Première attaque contre un lieu de culte à Jérusalem, l'attentat contre
la synagogue fait suite à un mois de violences anti-israéliennes en
Israël et en Cisjordanie, suivies de représailles israéliennes. Depuis
le 22 octobre dernier, pas moins de trois attentats à la voiture bélier
ainsi que de multiples attaques meurtrières au couteau ont visé des
Israéliens tandis que les affrontements quotidiens - et parfois
meurtriers - opposent jeunes Palestiniens et soldats israéliens. Mais il
faut remonter à juin dernier et à l'assassinat d'un jeune Palestinien à
Jérusalem-Est par des extrémistes juifs, en réponse au meurtre de trois
jeunes adolescents israéliens, pour comprendre l'origine des violences.

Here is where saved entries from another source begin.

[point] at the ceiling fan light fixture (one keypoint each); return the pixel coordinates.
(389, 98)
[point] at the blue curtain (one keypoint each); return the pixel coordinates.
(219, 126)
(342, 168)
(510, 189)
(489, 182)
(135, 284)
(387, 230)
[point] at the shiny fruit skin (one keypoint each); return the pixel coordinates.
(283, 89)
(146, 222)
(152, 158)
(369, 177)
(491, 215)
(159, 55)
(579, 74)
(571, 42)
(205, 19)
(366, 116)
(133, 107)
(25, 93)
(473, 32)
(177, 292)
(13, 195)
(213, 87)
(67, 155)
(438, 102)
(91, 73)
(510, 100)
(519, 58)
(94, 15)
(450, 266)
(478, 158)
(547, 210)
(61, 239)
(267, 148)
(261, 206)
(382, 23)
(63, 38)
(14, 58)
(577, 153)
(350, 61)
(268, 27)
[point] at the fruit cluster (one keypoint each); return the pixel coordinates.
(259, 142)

Pour Benyamin Netanyahou, il ne fait aucun doute qu'il s'agit d'"une
vague terroriste" à laquelle il est nécessaire de répondre avec "une
main de fer". Désormais, les militaires et les "gardiens d'écoles ou de
jardins d'enfants" seront autorisés à conserver leurs armes en dehors de
leur service et les contrôles des entrées et sorties de certains
quartiers de Jérusalem-Est vont être renforcés.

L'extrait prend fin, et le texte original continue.